Have Erin check Grey Wolf Capital. Possibly sending money to the Adairs.

Then I send a picture of the envelope to Carl as well.

Saw this yesterday.

A message comes back immediately:

I’m not even going to ask where you saw it.

My phone buzzes a second time. I look at the number but don’t recognize it, so I let it go to voicemail.

“I’m back,” I say to Kat and Summer.

“Johnny’s the one who benefited from Heather dying,” Kat says. “Got him out of prison.”

“That’s true,” I say. “Listen, I need to go, but I would still like the three of us to get together in person.”

“Sure,” Kat says.

“I thought we were leaving,” Summer whines.

“We have time to visit before we leave, Summer,” Kat says in her take-charge voice.

My phone buzzes a third time, and this time I think the number could be Rosalie’s. “I’ll text you both later.
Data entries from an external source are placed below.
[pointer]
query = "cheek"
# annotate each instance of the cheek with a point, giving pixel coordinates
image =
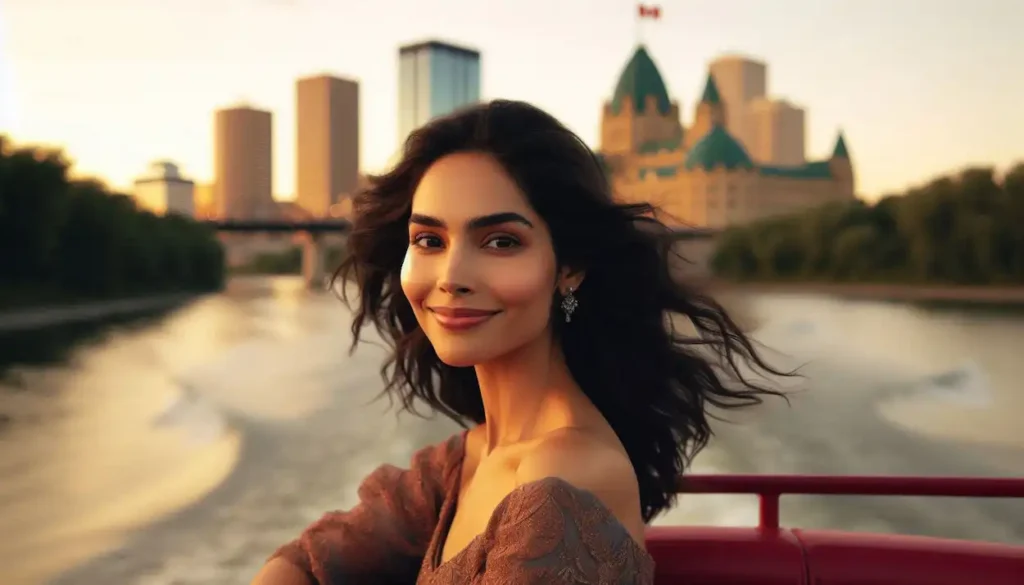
(524, 286)
(416, 281)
I gotta go.”

I answer the incoming call as I head to the laundry room to feed the dogs.

“Yeah,” I say.

“Rita Meade?”

Shit, it’s not Rosalie. It’s a man. I scoop food into the dogs’ bowls. “Yes.”
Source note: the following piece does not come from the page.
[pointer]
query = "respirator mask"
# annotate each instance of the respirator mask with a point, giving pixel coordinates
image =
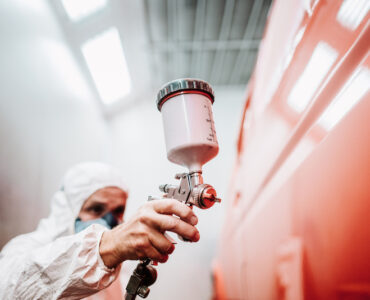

“This is Ethan Langley withPeoplemagazine.”

“No comment,” I say, walking back to the kitchen.

I’m about to end the call when he says, “I thought you might want to comment on your mother’s death.”
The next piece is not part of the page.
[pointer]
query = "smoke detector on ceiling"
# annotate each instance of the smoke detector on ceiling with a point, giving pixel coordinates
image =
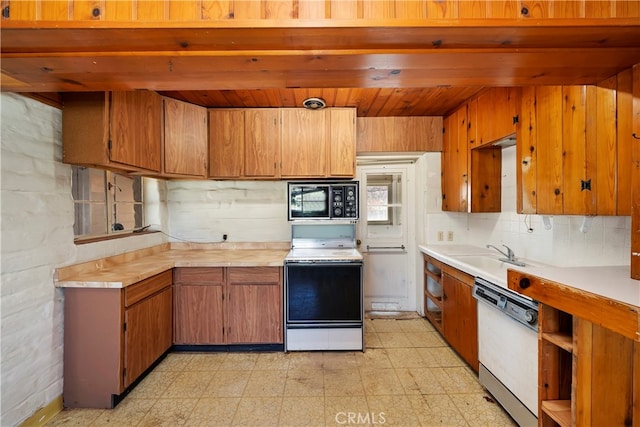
(314, 103)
I crack my neck and work to control the thundering pace of my heart. “Excuse me?”

“The falsified death certificate.”

I end the call and set my phone on the counter as if it were made of plutonium. I stare at it like it will apologize to me for the words I just heard come out of it. What the hell?

The house creaks around me. The dogs chew their bones under the kitchen table. I gaze at my father’s empty chair.

You owe me.

I fling open the door to my father’s study and punch in the code on the bottom drawer. I yank the death certificate out and the note attached. Then I start digging through the drawer, looking for anything out of the ordinary,and I hear a crinkling noise again when I grab the denim shirt. I squeeze the shirt between my hands and feel it. Something in the front pocket.

I reach in and extract a folded sheet of paper. Some small voice, like a little girl’s, tells me not to open it. But the truth is worth knowing, even if it hurts.

When I open and read the report in my hand, the truth does more than hurt; it knocks the breath out of me.

The folded paper is a toxicology report with my mother’s name on it.